Amniotic fluid embolism

Amniotic fluid embolism was first identified in 1926, but it still isn't fully understood today.

AFE is rare, unpredictable and unpreventable, accounting for between 5 and 10 percent of maternal mortality in the United States, and is likely triggered when amniotic fluid enters the bloodstream. However, by no means every woman who gets amniotic fluid in her bloodstream suffers an AFE.

Some estimates have AFE occurring anywhere from 1 birth in 8,000 to 1 in 30,000, with mortality running as high as 80 percent. Many women who survive AFE suffer life-altering brain damage.

A study published in the American Journal of Obstetrics & Gynecology in 2008 found AFE occuring in about 7.7 of every 100,000 births -- that's about 1 in 13,000 births, which makes it a rare event -- and still killing more than one in five mothers it strikes.

The authors of the AJOG article found associations between AFE and mothers older than 35, Caesarean births and "placental pathologies" like placenta previa, in which the placenta attaches low in the uterus, where it can cause hemorrhaging and other complications during a pregnancy.

However, the study did not find an association with artificial induction -- the use of drugs like Pitocin to start or hurry up labor.

AFE displays a cascade of symptoms that can include cardiac arrest and disseminated intravascular coagulation, or DIC for short. During a DIC, a person's clotting factor is deployed all at once, after which hemorrhage can ensue. A mother can die from these events and so can a baby who is still in the womb -- the saddest birth story of all.

A change of course

Robbie and Susan Goodrich had been married three years when she died of an amniotic fluid embolism during the birth of her son Charles Moses last year.

The couple had been full of plans. Robbie would ramp up his career so that Susan could scale hers back to spend more time with the children.

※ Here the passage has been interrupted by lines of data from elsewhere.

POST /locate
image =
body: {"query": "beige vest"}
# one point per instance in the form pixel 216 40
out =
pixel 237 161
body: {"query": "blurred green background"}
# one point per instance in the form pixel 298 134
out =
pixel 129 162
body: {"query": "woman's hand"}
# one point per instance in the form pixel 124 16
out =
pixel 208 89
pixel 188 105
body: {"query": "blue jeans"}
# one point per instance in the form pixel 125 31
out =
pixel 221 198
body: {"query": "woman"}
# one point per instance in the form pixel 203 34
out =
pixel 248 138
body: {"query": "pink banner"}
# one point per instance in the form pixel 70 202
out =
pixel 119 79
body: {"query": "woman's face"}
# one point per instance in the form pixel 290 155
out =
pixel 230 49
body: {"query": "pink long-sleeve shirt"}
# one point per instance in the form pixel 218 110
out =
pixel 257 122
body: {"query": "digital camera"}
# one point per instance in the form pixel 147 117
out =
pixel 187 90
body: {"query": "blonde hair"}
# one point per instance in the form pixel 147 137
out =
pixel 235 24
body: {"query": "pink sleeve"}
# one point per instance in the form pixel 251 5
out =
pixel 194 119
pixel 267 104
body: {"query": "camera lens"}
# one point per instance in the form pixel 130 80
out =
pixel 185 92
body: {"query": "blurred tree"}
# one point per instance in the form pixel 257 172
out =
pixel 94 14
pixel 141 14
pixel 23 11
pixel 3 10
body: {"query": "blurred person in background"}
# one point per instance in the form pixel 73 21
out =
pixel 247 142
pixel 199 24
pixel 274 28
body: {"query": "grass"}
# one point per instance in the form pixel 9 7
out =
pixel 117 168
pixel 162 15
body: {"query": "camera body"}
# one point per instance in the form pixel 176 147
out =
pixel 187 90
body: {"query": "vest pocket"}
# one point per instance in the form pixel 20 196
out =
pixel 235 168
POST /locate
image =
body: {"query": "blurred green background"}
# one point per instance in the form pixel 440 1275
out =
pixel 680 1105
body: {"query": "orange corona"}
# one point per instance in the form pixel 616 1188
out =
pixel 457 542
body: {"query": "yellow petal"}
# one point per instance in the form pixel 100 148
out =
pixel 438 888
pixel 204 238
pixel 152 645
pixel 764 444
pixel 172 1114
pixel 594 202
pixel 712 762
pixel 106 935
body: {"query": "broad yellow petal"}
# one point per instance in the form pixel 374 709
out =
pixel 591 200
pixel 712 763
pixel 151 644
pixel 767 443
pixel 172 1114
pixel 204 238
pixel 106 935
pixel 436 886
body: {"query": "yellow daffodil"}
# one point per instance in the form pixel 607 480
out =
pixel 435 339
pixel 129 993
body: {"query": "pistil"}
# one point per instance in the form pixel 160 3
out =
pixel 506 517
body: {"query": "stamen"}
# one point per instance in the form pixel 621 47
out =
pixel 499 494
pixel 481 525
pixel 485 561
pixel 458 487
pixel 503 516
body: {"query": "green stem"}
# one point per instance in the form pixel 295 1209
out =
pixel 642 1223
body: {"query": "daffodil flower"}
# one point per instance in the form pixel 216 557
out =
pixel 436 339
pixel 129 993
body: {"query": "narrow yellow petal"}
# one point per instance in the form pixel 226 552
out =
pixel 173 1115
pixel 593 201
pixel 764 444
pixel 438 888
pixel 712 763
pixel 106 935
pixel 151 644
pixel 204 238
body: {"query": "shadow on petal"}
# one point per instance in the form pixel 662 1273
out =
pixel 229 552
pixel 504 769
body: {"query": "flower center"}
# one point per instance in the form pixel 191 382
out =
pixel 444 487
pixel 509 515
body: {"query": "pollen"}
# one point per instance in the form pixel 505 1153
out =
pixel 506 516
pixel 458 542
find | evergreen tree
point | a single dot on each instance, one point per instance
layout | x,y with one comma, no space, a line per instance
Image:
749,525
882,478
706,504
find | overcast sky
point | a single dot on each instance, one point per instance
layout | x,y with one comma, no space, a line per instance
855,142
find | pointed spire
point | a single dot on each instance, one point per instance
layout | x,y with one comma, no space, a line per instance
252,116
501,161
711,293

Now he's going back to work after a year's leave of absence, as a single father.

Moses Goodrich

Moses Goodrich

During a phone interview, Goodrich said, "I'm throwing myself into my work, so I can go home and be with the kids."

Goodrich said, "I have to re-invent myself as a widower, with two kids in diapers. I'll do what has to be done to put bread on the table, but it's just me now.

"I know that the process isn't over. I have to do everything that has to be done emotionally to deal with the loss of Susan. I have to accept that it won't be the same me or the same life," he said.

On Dec. 6, Moses took his first steps.

On Dec. 10, the family celebrated Susan's birthday the way they usually had. They cut down a tree for Christmas, went snowshoeing, made Susan's favorite tapas.

"We celebrate her birthday. Her death day coincides with Moses' birthday but we celebrate Moses and the life that she gave on that day.  We celebrate who she was and how she lived and not the accident of her death," Goodrich said. "Though that's easier to say than to do."